Faccio fatica, a volte, a dare un senso e una spiegazione alle cose.
So che sono triste. Ma felice.
Sono davvero triste. E più passano i giorni e peggio è.
Ma sono felice e faccio cose. La mia vita è andata dritta e proprio non lo so nemmeno io come ho fatto a stare ancora qui. E abbastanza centrata.
Ma ci sono.

Guardate. La mia tutina. Poi l’ho passata alla mia Cita.

Vero che sei felice?

Capire qualsiasi parola si dica, incassando colpi bassi, gioire di quelli più alti.
Ogni giorno scopro qualcosa di me. Che cosa metto al primo posto?
Lo stare bene il più possibile.
Ci posso provare. Ci posso anche riuscire. Per ciò che mi è concesso.
Ho già avuto un sacco di cose che di solito si sopportano in una vita intera. E sono solo a metà.
Ma questo è ciò che faccio.
Una lotta giornaliera.
Ogni vittoria da festeggiare con una birra ricercata.


È bello fare una sorpresa, ricevere qualcosa da qualcuno che apprezza ciò che sei.

E allora scarto una piccola scatola. Per me. Pensata per me.
Mentre vado a un pranzo trovo questo piccolo gioiello al mio posto.
La mia felicità è enorme, mi riempie e fa anche male tanto sia incontenibile dentro di me. Come avere un liquido che si estende e si espande andando addosso alle cose vitali.
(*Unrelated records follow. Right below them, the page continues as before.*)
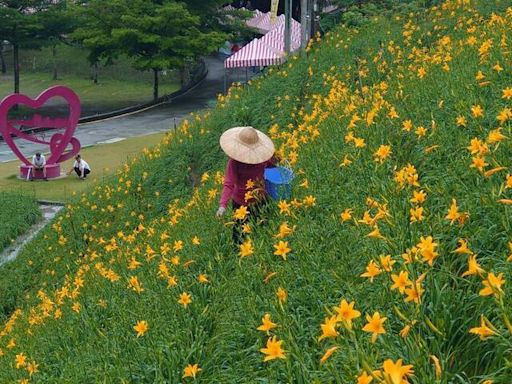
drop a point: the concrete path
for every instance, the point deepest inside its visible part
(48, 211)
(157, 119)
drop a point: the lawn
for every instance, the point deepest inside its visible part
(103, 159)
(119, 85)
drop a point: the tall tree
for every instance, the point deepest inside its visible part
(21, 25)
(57, 23)
(95, 20)
(156, 34)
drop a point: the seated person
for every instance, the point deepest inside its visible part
(81, 168)
(38, 164)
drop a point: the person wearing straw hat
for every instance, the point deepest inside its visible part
(250, 151)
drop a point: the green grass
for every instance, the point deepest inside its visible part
(104, 159)
(125, 251)
(17, 214)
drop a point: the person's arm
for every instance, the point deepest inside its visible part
(72, 168)
(229, 186)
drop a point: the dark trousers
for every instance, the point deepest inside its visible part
(79, 173)
(257, 213)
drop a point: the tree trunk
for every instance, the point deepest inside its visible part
(304, 35)
(155, 84)
(185, 74)
(16, 64)
(54, 54)
(2, 60)
(95, 73)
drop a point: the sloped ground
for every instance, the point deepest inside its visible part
(399, 136)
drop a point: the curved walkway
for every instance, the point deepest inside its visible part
(157, 119)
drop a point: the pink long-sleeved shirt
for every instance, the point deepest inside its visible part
(235, 180)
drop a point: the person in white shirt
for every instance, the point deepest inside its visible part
(81, 168)
(38, 164)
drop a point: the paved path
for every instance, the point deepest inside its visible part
(157, 119)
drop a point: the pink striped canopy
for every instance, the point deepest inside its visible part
(275, 38)
(255, 54)
(265, 24)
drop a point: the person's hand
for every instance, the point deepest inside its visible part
(220, 212)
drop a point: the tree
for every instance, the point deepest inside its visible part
(57, 23)
(156, 34)
(95, 20)
(21, 24)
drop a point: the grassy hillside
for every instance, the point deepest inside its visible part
(399, 134)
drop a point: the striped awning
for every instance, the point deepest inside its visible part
(275, 38)
(264, 22)
(255, 54)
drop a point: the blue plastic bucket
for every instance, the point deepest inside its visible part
(278, 182)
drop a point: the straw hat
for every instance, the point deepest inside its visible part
(247, 145)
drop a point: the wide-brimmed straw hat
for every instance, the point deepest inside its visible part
(247, 145)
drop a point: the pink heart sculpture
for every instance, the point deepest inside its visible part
(58, 141)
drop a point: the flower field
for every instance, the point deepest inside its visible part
(17, 214)
(391, 263)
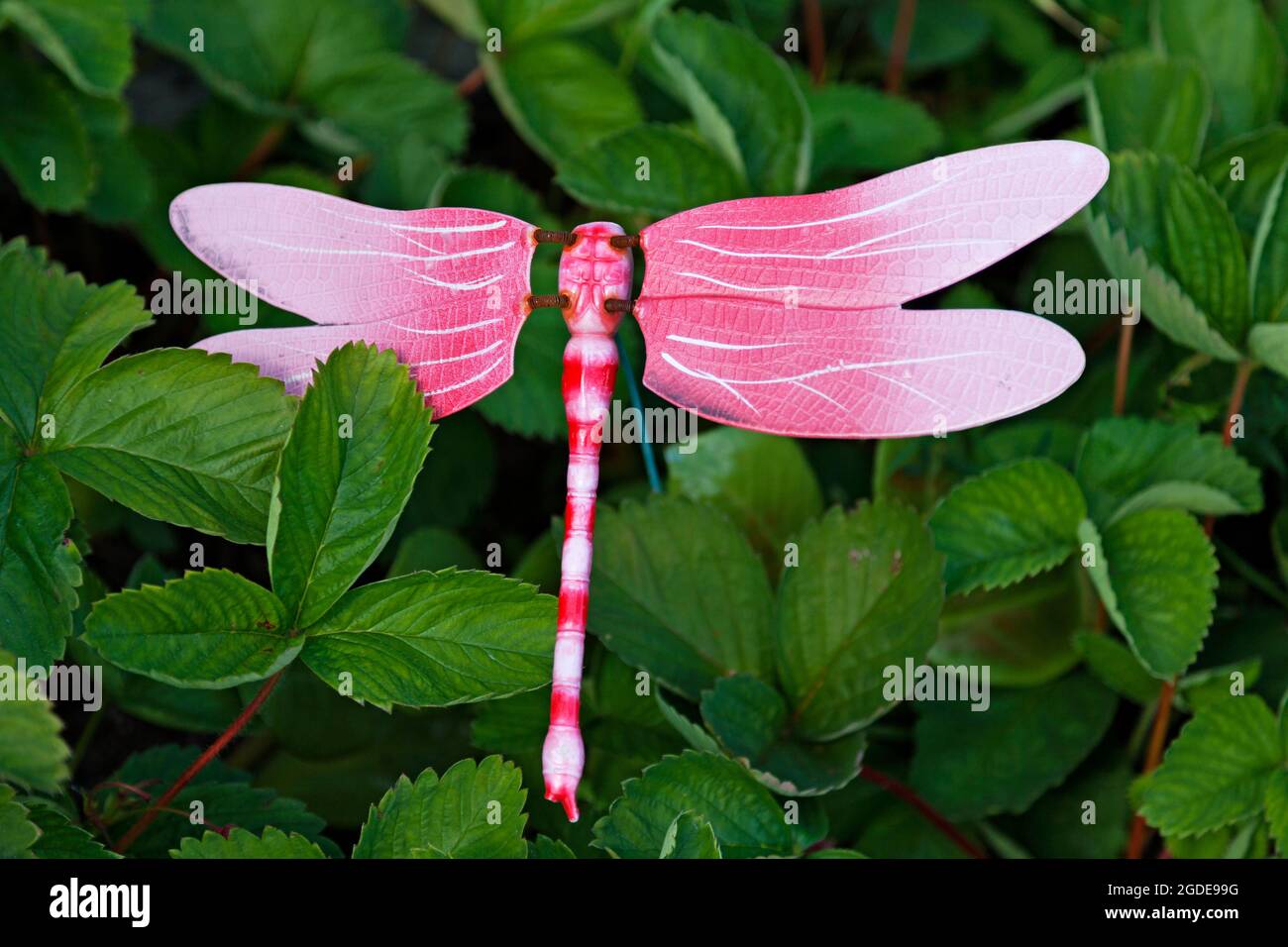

Caspita. Che ho fatto per meritarmi tanto? Che ho fatto perché qualcuno si sia fermato pensando a come fare felice me?
Scarto, apro la scatolina. Tre animaletti in gomma mi guardano.
Ale… vero che sei felice?
Sì.

Ombra

E mi guardo. Mi piaccio ancora. Mi piace Ale.
Guardarsi dentro un muro, nella propria ombra e fare ancora più caso ai dettagli.
Qualche capello in ricrescita spara.
Mi riconosco in questo alone.
Sono io anche se non ho volto.
Ma so bene che mi siedo come allora, con la gamba sotto per sentirmi più alta. E sentirmi a mio agio.
Mi riconosco anche così.
Riconosco Ale. La vecchia Ale. E anche la nuova Ale.
Vedo così. In bianco e nero e, a volte, qualcosa in più. Ma è tutto un più. Dettagli. A volte superflui.
Ale è ciò che vede anche in quel muro.